TRIBUNAL DE CONTAS DO ESTADO DE SANTA CATARINA

Gabinete do Auditor Gerson dos Santos Sicca

 

 

PROCESSO Nº

LCC 07/00567909

UNIDADE GESTORA:

Prefeitura Municipal de Joinville

RESPONSÁVEL:

Marco Antônio Tebaldi

ASSUNTO:

Edital n° 130/2007, referente aos recursos captados através de operação de créditos junto à Caixa Econômica Federal

 

 

 

 

 

MANIFESTAÇÃO SOBRE VOTO DIVERGENTE

 

 

Tendo em vista a apresentação de proposta de voto divergente formulada pelo ilustre Conselheiro César Filomeno Fontes, e diante da apresentação de questões procedimentais não apresentadas até o momento no processo, considero relevante a reflexão sobre os pontos tratados em sua manifestação.

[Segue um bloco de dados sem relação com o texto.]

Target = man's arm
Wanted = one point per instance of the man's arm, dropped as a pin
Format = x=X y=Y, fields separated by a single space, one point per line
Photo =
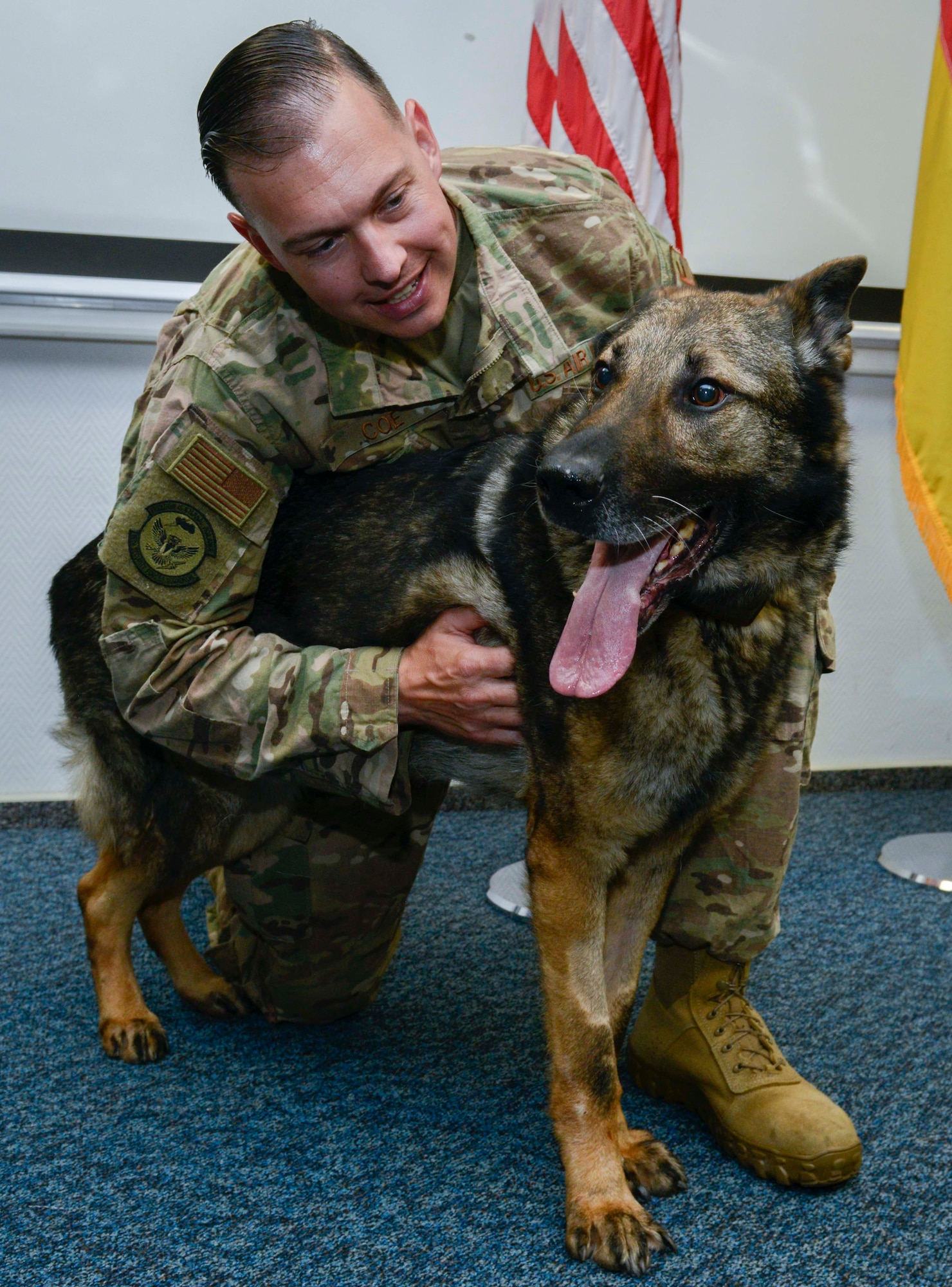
x=191 y=675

O primeiro aspecto a ser abordado refere-se aos termos da Súmula Vinculante n° 3, do Supremo Tribunal, cujo teor é o que segue:

 

“Nos processos perante o Tribunal de Contas da União asseguram-se o contraditório e a ampla defesa quando da decisão puder resultar anulação ou revogação de ato administrativo que beneficie o interessado, excetuada a apreciação da legalidade do ato de concessão inicial de aposentadoria, reforma e pensão.”

 

A aludida Súmula Vinculante foi aprovada pelo Plenário do E. Supremo Tribunal Federal na sessão do dia 30 de maio de 2007 e publicada no Diário da Justiça de 06 de junho do mesmo ano.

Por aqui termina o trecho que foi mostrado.